Original Post — Direct link

Sadly, the poll option is disabled, but this is the core question with Rust.

What percentage of the Rust userbase is cheating?

A: Less than 1%, its basically a myth git gud.

B: Between 1 and 3%

C: Between 3 and 8%

D: Between 8 and 15%

E: More than 15%

I personally play in such a way as to minimize the impact on my team of twitch based shooting, because I don't believe the game has anything like a level playing field. I avoid monuments, because that's where the cheaters are. I don't raid without turret protection, because I expect to be countered by cheaters.

I think the answer is D, with a caveat. I think between 8 and 15% of players are cheaters, but I think the cheats give those players the ability to win most fights, and so about 30-50% of the people you actually run into at monuments, roaming, or counter raiding are cheaters. Almost every 4 hour play session, I wind up with strong evidence that someone is cheating. I report those players, and very rarely, I find that the person in question gets kicked by an admin.

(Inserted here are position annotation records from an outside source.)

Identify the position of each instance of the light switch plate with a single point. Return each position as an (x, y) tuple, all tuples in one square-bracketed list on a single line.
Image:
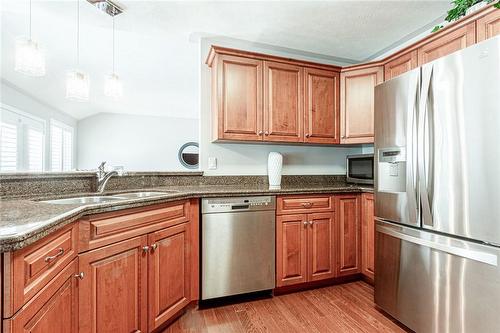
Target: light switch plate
[(212, 163)]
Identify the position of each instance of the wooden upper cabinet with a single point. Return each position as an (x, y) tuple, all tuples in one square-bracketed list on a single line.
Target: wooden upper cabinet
[(357, 91), (321, 106), (447, 43), (239, 101), (321, 246), (349, 229), (283, 102), (402, 64), (367, 235), (291, 249), (113, 290), (488, 26), (168, 273)]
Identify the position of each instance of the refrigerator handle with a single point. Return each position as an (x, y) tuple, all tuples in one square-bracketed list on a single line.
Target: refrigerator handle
[(425, 149), (464, 252), (411, 149)]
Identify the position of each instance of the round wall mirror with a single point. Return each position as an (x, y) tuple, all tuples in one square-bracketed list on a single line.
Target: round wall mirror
[(189, 155)]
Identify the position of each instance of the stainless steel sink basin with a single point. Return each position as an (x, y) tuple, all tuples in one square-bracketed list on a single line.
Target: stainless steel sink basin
[(132, 195), (86, 200)]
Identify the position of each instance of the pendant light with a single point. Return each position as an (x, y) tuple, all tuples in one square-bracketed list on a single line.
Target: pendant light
[(30, 57), (77, 82), (113, 86)]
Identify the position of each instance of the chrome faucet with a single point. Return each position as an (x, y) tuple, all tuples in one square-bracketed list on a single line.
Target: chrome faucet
[(103, 177)]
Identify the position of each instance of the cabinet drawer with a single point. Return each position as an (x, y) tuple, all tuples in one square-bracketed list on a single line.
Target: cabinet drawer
[(28, 270), (54, 308), (303, 204), (107, 228)]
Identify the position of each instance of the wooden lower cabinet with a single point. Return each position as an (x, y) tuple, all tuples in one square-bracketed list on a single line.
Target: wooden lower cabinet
[(113, 290), (321, 241), (349, 229), (168, 273), (291, 249), (367, 236), (54, 309), (305, 248)]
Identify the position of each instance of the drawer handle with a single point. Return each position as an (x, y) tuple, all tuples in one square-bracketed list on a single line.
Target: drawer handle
[(58, 254)]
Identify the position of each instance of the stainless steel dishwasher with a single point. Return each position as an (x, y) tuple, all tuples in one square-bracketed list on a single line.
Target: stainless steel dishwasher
[(238, 245)]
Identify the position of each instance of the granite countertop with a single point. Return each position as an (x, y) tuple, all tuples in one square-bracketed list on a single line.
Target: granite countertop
[(22, 222)]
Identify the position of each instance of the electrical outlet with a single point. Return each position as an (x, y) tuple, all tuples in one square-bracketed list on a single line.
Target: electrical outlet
[(212, 163), (394, 169)]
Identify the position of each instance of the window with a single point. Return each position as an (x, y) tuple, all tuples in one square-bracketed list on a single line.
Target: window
[(61, 146), (22, 141)]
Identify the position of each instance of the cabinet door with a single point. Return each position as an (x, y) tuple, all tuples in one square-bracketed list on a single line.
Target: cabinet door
[(239, 82), (349, 259), (400, 65), (447, 43), (283, 102), (291, 249), (357, 108), (488, 26), (321, 242), (112, 295), (367, 235), (168, 273), (321, 106), (54, 309)]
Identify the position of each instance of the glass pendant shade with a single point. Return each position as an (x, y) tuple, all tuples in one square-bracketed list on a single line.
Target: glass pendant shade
[(77, 86), (113, 86), (29, 58)]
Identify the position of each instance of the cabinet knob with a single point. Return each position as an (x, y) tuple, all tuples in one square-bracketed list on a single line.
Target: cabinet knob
[(58, 254)]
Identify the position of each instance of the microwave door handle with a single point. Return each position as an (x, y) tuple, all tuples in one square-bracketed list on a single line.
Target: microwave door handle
[(411, 149), (424, 145)]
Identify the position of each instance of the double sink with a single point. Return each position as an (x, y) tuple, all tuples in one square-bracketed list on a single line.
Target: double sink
[(107, 198)]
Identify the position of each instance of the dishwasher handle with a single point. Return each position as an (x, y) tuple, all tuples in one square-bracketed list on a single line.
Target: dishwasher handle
[(237, 207)]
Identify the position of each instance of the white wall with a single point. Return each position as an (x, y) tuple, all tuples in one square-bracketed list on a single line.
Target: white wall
[(138, 143), (251, 159), (23, 101)]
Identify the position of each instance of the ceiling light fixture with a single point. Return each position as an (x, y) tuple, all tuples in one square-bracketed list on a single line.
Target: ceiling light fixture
[(30, 57), (113, 86), (77, 82)]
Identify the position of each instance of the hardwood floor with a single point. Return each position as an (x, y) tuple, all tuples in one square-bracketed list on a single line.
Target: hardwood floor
[(342, 308)]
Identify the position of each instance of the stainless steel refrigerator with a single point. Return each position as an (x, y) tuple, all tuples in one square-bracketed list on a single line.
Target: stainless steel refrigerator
[(437, 193)]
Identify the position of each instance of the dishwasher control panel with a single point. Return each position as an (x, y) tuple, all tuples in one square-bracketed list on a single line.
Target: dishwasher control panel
[(234, 204)]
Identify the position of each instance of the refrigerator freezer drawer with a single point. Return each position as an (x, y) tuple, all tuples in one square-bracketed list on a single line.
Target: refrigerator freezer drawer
[(433, 283)]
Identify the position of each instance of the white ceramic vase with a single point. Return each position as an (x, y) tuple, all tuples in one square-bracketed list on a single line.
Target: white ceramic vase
[(274, 167)]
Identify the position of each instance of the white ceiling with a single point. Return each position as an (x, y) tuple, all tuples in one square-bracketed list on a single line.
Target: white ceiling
[(158, 54)]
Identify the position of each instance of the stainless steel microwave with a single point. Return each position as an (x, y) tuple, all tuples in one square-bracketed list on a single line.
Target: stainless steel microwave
[(360, 169)]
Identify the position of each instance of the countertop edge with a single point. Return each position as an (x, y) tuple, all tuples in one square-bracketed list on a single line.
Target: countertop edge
[(21, 240)]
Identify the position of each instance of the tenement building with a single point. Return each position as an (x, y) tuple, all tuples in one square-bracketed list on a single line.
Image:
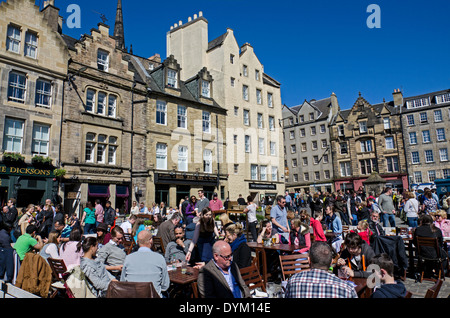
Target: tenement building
[(185, 133), (252, 99), (33, 68), (426, 120), (366, 139), (306, 130), (104, 127)]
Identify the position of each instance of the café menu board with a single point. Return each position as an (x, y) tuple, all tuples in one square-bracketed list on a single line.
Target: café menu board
[(25, 171)]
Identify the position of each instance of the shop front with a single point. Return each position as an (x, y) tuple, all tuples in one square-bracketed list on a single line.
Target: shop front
[(77, 194), (263, 193), (28, 184), (171, 187)]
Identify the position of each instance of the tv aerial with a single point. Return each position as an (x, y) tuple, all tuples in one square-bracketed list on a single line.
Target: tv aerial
[(102, 16)]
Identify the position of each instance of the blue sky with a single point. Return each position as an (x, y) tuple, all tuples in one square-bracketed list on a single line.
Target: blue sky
[(313, 48)]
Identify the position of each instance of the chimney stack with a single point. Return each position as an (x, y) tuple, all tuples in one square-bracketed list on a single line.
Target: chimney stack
[(51, 14), (398, 97)]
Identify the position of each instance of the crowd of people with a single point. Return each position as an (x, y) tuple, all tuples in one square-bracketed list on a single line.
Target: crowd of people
[(217, 246)]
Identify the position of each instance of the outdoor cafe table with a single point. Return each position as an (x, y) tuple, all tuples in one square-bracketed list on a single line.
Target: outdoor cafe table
[(181, 281), (361, 287), (261, 250)]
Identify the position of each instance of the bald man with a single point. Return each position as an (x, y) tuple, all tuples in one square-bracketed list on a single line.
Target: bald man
[(144, 265), (220, 277)]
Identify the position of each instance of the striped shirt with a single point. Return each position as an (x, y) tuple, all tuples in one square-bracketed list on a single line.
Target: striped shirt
[(318, 283)]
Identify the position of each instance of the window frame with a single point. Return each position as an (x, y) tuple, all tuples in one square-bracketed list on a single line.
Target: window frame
[(38, 142)]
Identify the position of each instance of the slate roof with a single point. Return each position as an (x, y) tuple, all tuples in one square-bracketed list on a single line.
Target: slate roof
[(154, 83), (70, 41), (322, 105), (216, 42)]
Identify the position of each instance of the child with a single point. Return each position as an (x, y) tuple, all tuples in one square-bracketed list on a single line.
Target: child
[(363, 230), (316, 224), (300, 235), (390, 288), (363, 211)]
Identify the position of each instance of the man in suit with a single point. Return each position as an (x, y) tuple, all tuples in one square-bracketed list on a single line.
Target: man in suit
[(220, 277), (166, 230), (144, 265)]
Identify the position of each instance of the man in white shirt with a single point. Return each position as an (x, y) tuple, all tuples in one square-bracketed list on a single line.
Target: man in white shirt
[(134, 208), (128, 224), (142, 208)]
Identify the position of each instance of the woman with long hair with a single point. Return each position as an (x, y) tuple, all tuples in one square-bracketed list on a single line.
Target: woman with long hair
[(242, 254), (88, 219), (98, 277), (251, 217), (204, 236), (429, 204), (138, 226), (428, 229), (191, 210), (411, 209), (70, 252), (27, 218), (50, 249)]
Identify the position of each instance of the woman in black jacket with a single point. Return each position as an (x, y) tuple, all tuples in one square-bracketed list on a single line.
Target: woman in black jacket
[(235, 236), (428, 229)]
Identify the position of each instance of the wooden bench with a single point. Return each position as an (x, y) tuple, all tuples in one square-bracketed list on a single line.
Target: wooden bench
[(10, 291)]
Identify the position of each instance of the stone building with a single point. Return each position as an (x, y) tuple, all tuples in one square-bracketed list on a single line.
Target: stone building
[(104, 128), (185, 133), (425, 122), (33, 68), (252, 99), (307, 145), (368, 138)]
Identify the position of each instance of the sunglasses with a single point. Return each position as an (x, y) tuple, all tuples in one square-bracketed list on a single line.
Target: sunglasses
[(226, 257)]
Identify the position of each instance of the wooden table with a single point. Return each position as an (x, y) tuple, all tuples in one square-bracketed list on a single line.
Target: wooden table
[(261, 250), (361, 287), (181, 282)]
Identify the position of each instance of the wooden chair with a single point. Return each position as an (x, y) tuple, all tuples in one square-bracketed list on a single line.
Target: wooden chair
[(59, 270), (433, 292), (195, 293), (118, 289), (438, 262), (294, 263), (158, 245), (252, 277)]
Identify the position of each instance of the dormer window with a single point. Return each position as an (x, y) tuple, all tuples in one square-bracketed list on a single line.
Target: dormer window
[(13, 39), (245, 70), (363, 127), (206, 89), (172, 78), (419, 102), (31, 44), (445, 98), (102, 60)]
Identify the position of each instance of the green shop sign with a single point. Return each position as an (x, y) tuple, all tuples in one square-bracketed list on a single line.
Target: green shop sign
[(25, 171)]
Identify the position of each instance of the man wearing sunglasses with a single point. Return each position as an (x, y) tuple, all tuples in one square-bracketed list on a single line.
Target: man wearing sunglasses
[(278, 216), (220, 277), (112, 254)]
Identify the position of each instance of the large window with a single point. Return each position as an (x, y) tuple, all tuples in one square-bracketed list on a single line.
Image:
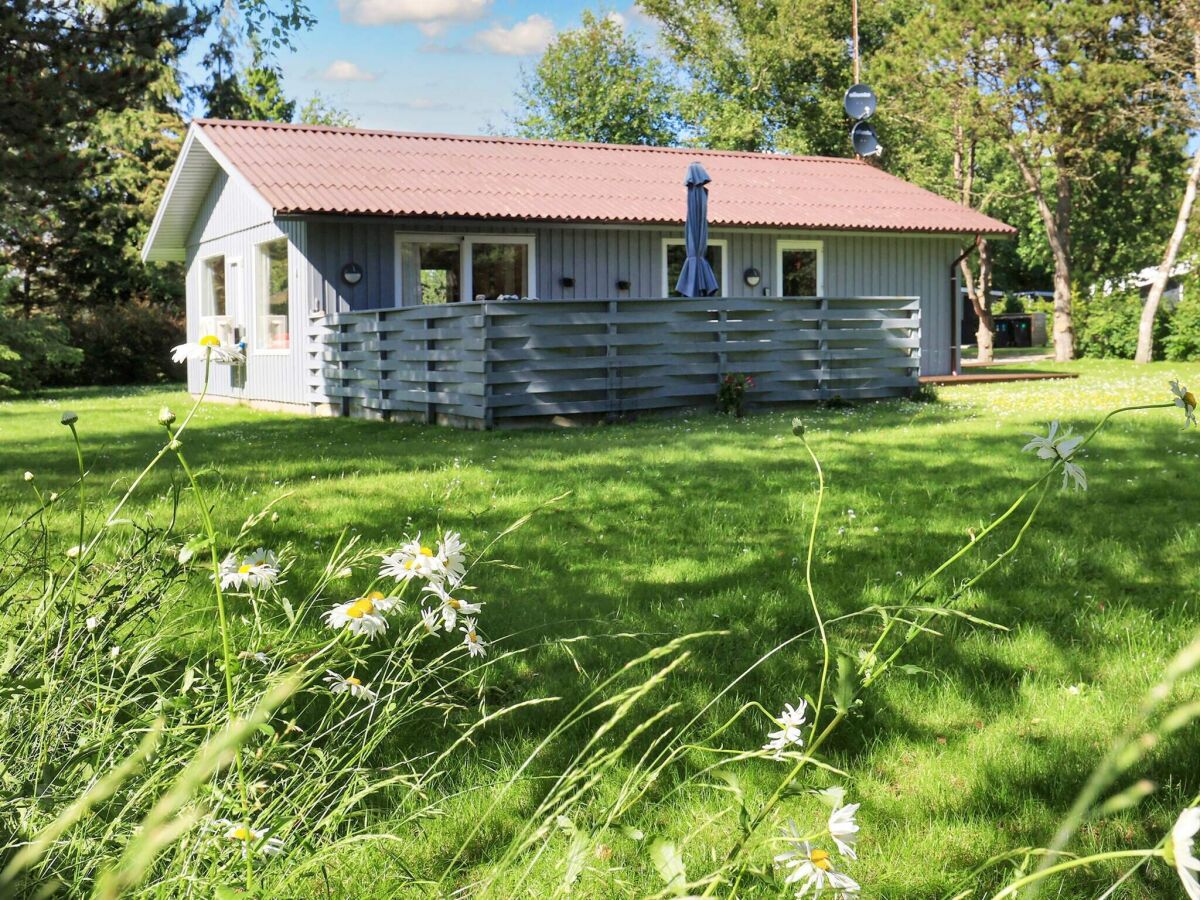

I literally see cheaters cheating. Some things are cheating but don't generally get policed by admins - like autoclickers for people selling fertilizer at bandit. Getting 800-1000 HQM a day while AFK is less flashy than an aimbot or ESP enhanced game senses, but no less impactful.

External link →
about 1 month ago - /u/Alistair_Mc - Direct link

Originally posted by Ready-Accountant-502

A lot more than you think. According to facepunch official 2022 stats. There were two million players and over 800,000 banns. That's just the ones who were caught.

https://rust.facepunch.com/2022

Scripting in rust is the most common, ESP is toggled during raids and monument runs. Most hackers toggle because you're less likely to get caught.

My assumption is, players don't want to lose loot they spent hours acquiring, so they cheat. Which pretty much eliminates the point of rust anyway.

This is also why Rust is so toxic. Cheaters know they can't lose. So they power trip on the fact that they can treat players however they wish and they can get away with it.

Ironically, if someone is cheating in a video game it's most likely compensation for being a neckbeard/incel in real life.

The way these stats were presented and communicated wasn't good.

17+ million sales, and 800k bans in Rust's lifetime, a high % of these bans were not permanent bans, they were temporary suspensions or bans unrelated to cheating.

In 2022, we saw 9 million unique accounts, not 2 million. The two million was a reference to just Facepunch servers.

Many cheat accounts were temporarily banned pending investigation; then, a permanent ban was applied. This counted as two bans in our metrics.